The song "Boulevard of Broken Dreams" has been added to the score of the stage musical 42nd Street for its 2017 West End run being performed by Sheena Easton in the character of Dorothy Brock: the Daily Express opined that "Boulevard of Broken Dreams" seemed "out of place" in 42nd Street while stating that Easton sang the song "splendidly".

==Renditions==

- Ted Weems and His Orchestra recorded the song with vocals by Elmo Tanner on December 5, 1933, in Chicago on the Bluebird label as catalog number 5288.
- Jan Garber and His Orchestra recorded the song with vocals by Lee Bennett on December 14, 1933, on the Victor label as catalog number 24498. Their recording remained on the U.S. Billboard chart for 11 weeks and reached number six in 1934.
- Ed Lloyd's Rhythm Boys recorded the song with vocals by Helen Ward on February 2, 1934, on Conqueror Records as catalog number 8261.
- Bing Crosby sang the song with Jimmie Grier and His Orchestra on April 16, 1934, on his radio show Bing Crosby Entertains (the Woodbury series).
- Connee Boswell recorded the song on April 27, 1934, on the Brunswick label for the b-side of the 78rpm single to "Carioca" as catalog numbers 6871 and 01783.
- Bert Ambrose and His Orchestra recorded the song with vocals by Sam Browne in 1934 on the Brunswick label as catalog number 01721.
- María Teresa Vera composed and sang "Veinte años" in 1935 with the melody of the first two lines taken from "Boulevard of Broken Dreams," and Spanish lyrics by Guillermina Aramburu. This song became a Cuban classic, and was later covered by many other Cuban singers.
- Harry Sosnik and His Orchestra recorded the song with vocals by Frances Langford on July 3, 1939, in Los Angeles on the Decca label for the b-side of the 78 rpm single to "Moonglow" as catalog number 2861.
- The King Cole Trio (featuring Jack Costanzo on bongos) recorded the song July 26, 1949.

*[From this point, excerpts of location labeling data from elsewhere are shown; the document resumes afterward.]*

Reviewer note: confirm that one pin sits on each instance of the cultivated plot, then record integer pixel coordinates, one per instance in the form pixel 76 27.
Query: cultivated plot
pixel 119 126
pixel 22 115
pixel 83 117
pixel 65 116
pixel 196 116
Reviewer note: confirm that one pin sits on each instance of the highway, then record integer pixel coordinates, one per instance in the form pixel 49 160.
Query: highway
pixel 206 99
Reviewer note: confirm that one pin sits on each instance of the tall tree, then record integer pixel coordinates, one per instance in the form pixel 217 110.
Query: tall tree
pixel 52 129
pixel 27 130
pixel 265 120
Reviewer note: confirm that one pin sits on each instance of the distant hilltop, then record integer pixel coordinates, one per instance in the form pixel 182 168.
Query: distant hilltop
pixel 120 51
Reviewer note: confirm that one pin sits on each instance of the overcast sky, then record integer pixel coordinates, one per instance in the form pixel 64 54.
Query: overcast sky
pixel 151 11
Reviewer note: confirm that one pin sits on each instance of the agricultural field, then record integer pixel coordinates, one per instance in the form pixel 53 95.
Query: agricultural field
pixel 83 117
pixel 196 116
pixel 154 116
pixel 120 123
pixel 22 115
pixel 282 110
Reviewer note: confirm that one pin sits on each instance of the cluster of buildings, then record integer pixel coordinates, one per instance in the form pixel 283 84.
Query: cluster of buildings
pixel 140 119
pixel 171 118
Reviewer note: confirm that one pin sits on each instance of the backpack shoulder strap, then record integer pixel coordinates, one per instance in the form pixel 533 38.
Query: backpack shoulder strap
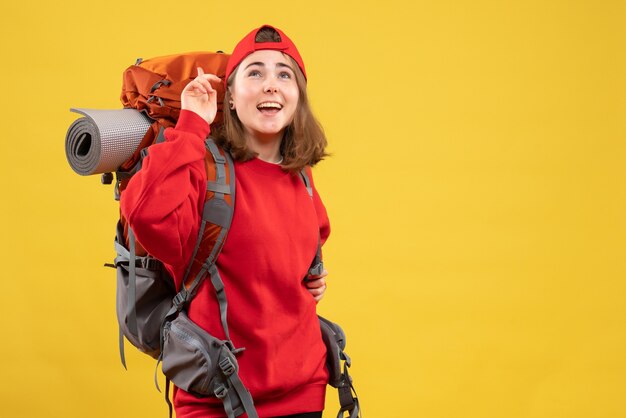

- "Boulevard of Broken Dreams" is a signature song of Tony Bennett, who was signed by Mitch Miller to Columbia Records on the strength of Bennett's 1949 demo of the song. In his debut Columbia session on 17 April 1950 at CBS 30th Street Studio, Bennett, backed by the Marty Manning orchestra, recorded "Boulevard of Broken Dreams" to serve as Bennett's major label debut single release on 27 April 1950. Bennett subsequently recorded the song in 1990, 2006 (as a duet with Sting for Bennett's Duets: An American Classic album) and 2007.

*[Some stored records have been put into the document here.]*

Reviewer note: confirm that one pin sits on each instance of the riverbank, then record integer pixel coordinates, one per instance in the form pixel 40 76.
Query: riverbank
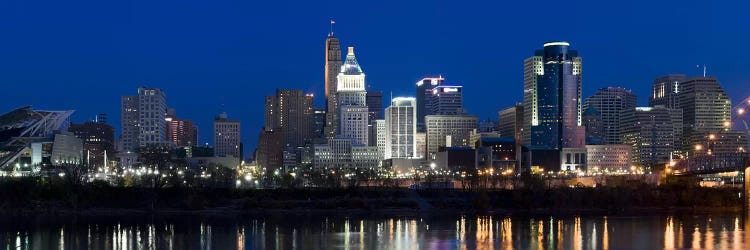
pixel 23 197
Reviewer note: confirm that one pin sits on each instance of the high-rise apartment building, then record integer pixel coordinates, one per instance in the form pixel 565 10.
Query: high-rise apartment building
pixel 449 131
pixel 666 91
pixel 401 128
pixel 332 68
pixel 227 137
pixel 424 93
pixel 143 119
pixel 613 104
pixel 291 112
pixel 352 101
pixel 552 98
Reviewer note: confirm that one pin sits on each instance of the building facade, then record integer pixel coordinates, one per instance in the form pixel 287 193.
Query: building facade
pixel 423 95
pixel 227 137
pixel 654 134
pixel 401 128
pixel 352 101
pixel 446 100
pixel 332 68
pixel 449 131
pixel 98 139
pixel 666 90
pixel 552 98
pixel 612 104
pixel 291 112
pixel 143 119
pixel 608 159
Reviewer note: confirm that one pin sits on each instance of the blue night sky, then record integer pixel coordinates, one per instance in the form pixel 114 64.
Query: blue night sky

- Instrumental versions of this song include the version by jazz piano virtuoso Art Tatum, from The Complete Pablo Solo Masterpieces.
- This was the title track of country music crooner Ferlin Husky's 1957 album.
- Billy Eckstine's first greatest-hits compilation, Billy's Best! (1958) with Bobby Tucker Orchestra, arranged by Henry Mancini and Pete Rugolo.
- In 1958, Morton Downey Jr. sang the song on national television, on a set that resembled a dark street with one street light.
- It was covered by No Wave artist James White on his 1983 album Flaming Demonics.
- Marianne Faithfull covered it in her Hal Willner-produced album Strange Weather in 1987, and later on 20th Century Blues (1996).
- It was covered by the progressive rock group Café Jacques on their 1978 album International.
- Leslie Cheung covered it in 1996 and included the cover in the Japanese edition of his album Red.
- Haim Hefer wrote Hebrew lyrics titled "Ha-Peruta veha-Yareach" (הפרוטה והירח) in 1948 to a melody based in part on "Boulevard of Broken Dreams" and in part on "Veinte años."
- Canadian pop crooner Matt Forbes released his contemporary version of the song as a single in May 2022.
- Juan García Esquivel recorded an instrumental cover of the song for the 1959 album, "Exploring New Sounds in Hi-Fi/Stereo". That rendition can be heard in Better Call Saul, Season 1, Episode 2, Mijo (Better Call Saul).